There are two exceptions to the special treatment of sexual assault-related wounds of violence reporting. First, these conditions only apply to victims age 18 and older. Therefore, wounds of violence due to sexual assault of a minor (i.e. a patient under 18 years of age) must be reported even if the patient does not wish them to be reported. Next, these conditions do not apply to any victim who suffered a serious bodily injury or an injury inflicted with a deadly weapon as a result of sexual assault, and those injuries must be reported. As a result of these expectations, hospitals must make reports of sexual assault-related wounds of violence when the victim is under age 18 or, for victims age 18 and older, when the injury suffered is serious OR was inflicted by a deadly weapon.
Unless declined by the victim, hospitals are also required to refer victims who suffered sexual assault-related wounds of violence to an advocate; defined as an employee or volunteer of a domestic violence and sexual assault victim assistance program or similar organizations not affiliated with law enforcement or a prosecutor’s office.
Sexual Assault Evidence Collect Kit
In the course of treating the victim of an actual or attempted sexual assault, hospitals typically obtain physical evidence using a sexual assault evidence collection kit. In the event the victim of such a crime has consented to the police report, any kit must be provided to law enforcement along with the report.
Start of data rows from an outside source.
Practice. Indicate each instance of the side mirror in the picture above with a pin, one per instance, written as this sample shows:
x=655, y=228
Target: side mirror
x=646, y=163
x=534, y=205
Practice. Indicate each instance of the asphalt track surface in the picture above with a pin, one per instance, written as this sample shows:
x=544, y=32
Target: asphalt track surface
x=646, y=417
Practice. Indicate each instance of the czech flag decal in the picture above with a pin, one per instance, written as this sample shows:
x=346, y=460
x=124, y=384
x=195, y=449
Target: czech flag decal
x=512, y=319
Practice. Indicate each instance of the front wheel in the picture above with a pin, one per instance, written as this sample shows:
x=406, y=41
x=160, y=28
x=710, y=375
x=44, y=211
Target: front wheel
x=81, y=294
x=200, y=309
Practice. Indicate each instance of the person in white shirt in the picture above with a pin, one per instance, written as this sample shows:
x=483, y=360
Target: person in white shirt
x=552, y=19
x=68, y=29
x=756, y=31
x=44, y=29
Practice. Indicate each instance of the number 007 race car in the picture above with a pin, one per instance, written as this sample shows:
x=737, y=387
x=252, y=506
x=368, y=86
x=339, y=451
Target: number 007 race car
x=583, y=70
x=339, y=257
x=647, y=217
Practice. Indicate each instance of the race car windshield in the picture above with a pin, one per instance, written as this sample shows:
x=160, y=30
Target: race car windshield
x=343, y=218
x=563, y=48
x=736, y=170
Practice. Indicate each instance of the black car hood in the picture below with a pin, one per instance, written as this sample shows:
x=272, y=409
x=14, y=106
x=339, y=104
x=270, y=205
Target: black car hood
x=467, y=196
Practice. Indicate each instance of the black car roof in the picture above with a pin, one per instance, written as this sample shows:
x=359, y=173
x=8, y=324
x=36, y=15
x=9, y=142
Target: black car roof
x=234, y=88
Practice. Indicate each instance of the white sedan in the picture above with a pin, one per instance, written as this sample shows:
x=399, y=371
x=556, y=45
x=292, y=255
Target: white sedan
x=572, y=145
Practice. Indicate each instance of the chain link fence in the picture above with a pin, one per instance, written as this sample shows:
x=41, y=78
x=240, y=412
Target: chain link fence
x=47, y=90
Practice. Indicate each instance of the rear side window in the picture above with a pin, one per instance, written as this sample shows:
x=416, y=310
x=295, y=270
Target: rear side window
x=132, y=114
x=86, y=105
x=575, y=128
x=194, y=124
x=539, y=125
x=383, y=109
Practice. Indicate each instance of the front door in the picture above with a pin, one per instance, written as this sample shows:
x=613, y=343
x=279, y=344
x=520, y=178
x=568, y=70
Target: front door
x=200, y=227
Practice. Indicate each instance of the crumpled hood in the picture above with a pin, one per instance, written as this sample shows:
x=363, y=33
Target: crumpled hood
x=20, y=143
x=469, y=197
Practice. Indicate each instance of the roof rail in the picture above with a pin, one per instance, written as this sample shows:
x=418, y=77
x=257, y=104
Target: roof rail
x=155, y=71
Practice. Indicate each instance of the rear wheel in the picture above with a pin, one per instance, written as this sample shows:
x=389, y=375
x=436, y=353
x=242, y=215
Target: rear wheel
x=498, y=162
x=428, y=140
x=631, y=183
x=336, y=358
If the victim declines to have a report filed, the Nebraska Attorney General’s Office has been tasked with developing an anonymous reporting protocol. The AG’s Office has until July of 2019 to develop the protocol. In the interim, the AG’s Office has set forth two options for victims who forego full police reports:
- Partial Report. Victims who do not want a full report to be made to law enforcement may make a partial report, which means that the sexual assault evidence collection kit is furnished to law enforcement with the victim’s name. In such a case, the collection kit would be tested for DNA. The victim would have the option to speak with law enforcement on a limited basis or to decide to convert the partial report to a full report.
- Anonymous Report. Victims who wish to remain completely anonymous will have the sexual assault evidence collection kit furnished to law enforcement on an anonymous basis. The collection kit will not be tested for DNA, but will be preserved in the event the victim later decides to make a partial or full report to law enforcement.